The "cue for extinction" definition makes clear what the NRM is supposed to do, but it ignores the "marker" part as you point out. Also, can the absence of behavior be put on cue? I'm not clear on that. "leave it" is kind of like an absence of behavior, though it's usually more like a turn of the head than actually "leaving it". 

The definition you present makes sense in that you provide examples of real-life NRM. What doesn't make sense is that, if the NRM creates a change in behavior, it should by definition, fall into one of the 4 OC quadrants. To me, this definition of NRM is also contradictory. The latency example you provided does not work because it is an example of -R.


----------



## KBLover (Sep 9, 2008)

qingcong said:


> Using catinthehat's definition, I think that the NRM exists only in concept. Is it a concept that dogs can grasp? I don't know.


WAAAY late to this, but interesting discussion.

What I consider a "NRM" is if Wally and I are shaping (towards a specific goal, or if we are playing "guess the behavior I want" where he just offers stuff and I decide what I want that round, but if I'm just seeing what he might come up with to capture or what not, I don't do it), he offers the wrong behavior - I'll look away or sometimes say "nope" if he's doing something and can't see me (and, thus, can't see me turn my head). 

What he's supposed to do is...anything else but what he just did.

I don't consider it -P because nothing is being withdrawn. We're not stopping shaping. There's no reward being taken away. He just did something and...nothing happened. 

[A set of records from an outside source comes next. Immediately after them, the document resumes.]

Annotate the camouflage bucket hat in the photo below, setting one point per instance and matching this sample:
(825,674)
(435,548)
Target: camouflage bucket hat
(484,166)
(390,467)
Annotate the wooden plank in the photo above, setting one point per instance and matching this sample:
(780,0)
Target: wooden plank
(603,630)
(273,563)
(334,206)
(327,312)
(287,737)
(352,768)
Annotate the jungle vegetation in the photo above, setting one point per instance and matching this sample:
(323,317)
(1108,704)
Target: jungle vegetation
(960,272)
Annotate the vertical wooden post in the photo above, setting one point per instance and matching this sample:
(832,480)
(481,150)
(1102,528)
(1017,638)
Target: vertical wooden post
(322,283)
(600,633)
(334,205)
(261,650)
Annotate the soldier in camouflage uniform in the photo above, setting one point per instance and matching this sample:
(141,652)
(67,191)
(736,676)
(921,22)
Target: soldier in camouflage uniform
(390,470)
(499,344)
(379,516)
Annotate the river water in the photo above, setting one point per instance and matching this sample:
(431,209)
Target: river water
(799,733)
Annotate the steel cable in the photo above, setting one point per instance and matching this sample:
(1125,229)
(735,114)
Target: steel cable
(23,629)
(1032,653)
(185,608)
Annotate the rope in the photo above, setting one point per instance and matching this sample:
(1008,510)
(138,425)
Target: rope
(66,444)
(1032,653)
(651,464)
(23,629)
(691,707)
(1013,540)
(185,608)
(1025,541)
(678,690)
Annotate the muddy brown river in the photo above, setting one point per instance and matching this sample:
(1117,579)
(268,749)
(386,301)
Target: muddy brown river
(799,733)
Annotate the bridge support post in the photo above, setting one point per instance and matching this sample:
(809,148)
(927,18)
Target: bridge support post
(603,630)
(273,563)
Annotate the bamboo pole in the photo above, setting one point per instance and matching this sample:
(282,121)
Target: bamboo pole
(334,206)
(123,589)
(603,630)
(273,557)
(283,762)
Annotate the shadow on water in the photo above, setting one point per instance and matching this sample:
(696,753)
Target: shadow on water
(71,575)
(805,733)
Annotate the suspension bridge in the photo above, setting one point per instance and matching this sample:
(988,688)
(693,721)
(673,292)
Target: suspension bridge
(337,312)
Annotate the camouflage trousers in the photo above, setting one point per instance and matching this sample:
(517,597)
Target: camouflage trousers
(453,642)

The buzzer analogy hits home for me because that's pretty much how I use it. I don't want to diminish him offering that behavior "globally", just...not NOW. If I wanted to punish him for something, it's something I want him to delete - in all situations. I can give no-reward markers whenever, it doesn't stop him from pawing things or picking things up (i.e. he'll offer it in a new situation just as readily as he did before) in general, just to this object, task, whatever. Wally is still 'pushing the button' to offer another 'answer'.

As for it being a lot of work - I don't know. All I know is it's how I communicate with him and he and I got in sync and he picks up what I mean and we run with it. 

Now whether or not it's "technically" a NRM really doesn't matter at the end of the day for me (not gonna make me throw it out or such). But I thought I'd just throw it out there and see what, if anything, sticks.


----------



## qingcong (Oct 26, 2009)

Yeah, I think that's about how most people understand and use the NRM. It makes sense in training that aside from markers & treats, we would want some other way to clue the dog when it's off track.





KBLover said:


> What he's supposed to do is...anything else but what he just did.


If you ask me, this would be +P. However minimally aversive it may be, if the feedback reduces what he just did, then it qualifies as +P. 

This whole NRM discussion is kind of reminding me of the semantics argument between a "correction" and a "punishment/aversive". A correction is an aversive, but people use the term correction as a euphemism. The subject on the receiving end doesn't care if it's called correction, aversive, punishment, or NRM. NRM kind of seems like one of those semantics things to me.


----------



## KBLover (Sep 9, 2008)

qingcong said:


> If you ask me, this would be +P. However minimally aversive it may be, if the feedback reduces what he just did, then it qualifies as +P.


The thing is, it doesn't.

I might not want it then, but maybe I want it later. 

For example, we're playing "guess the behavior" where I pick out a behavior in my mind and c/t him only when he offers it. I'd give no-reward markers, but that doesn't necessarily mean I don't want him to ever do that ever again. 

So let's say I just put him in the middle of a room. I might want him to sit-pretty. He barks. I give a no-reward marker. He does a regular sit - same thing. This time he does a sit-pretty. C/T. Now I want something different - say, lying down (the very thing I would have no-rewarded him on before). He offers it after a few "guesses" and he gets a reward.

I'm not trying to remove behaviors, but I'm also not rewarding every behavior he does. He's "guessing", and I I'll either sound the bell (reward marker) or the buzzer (no-reward marker). That doesn't mean I never want him to lie down in this room. It means it wasn't what I was thinking of. 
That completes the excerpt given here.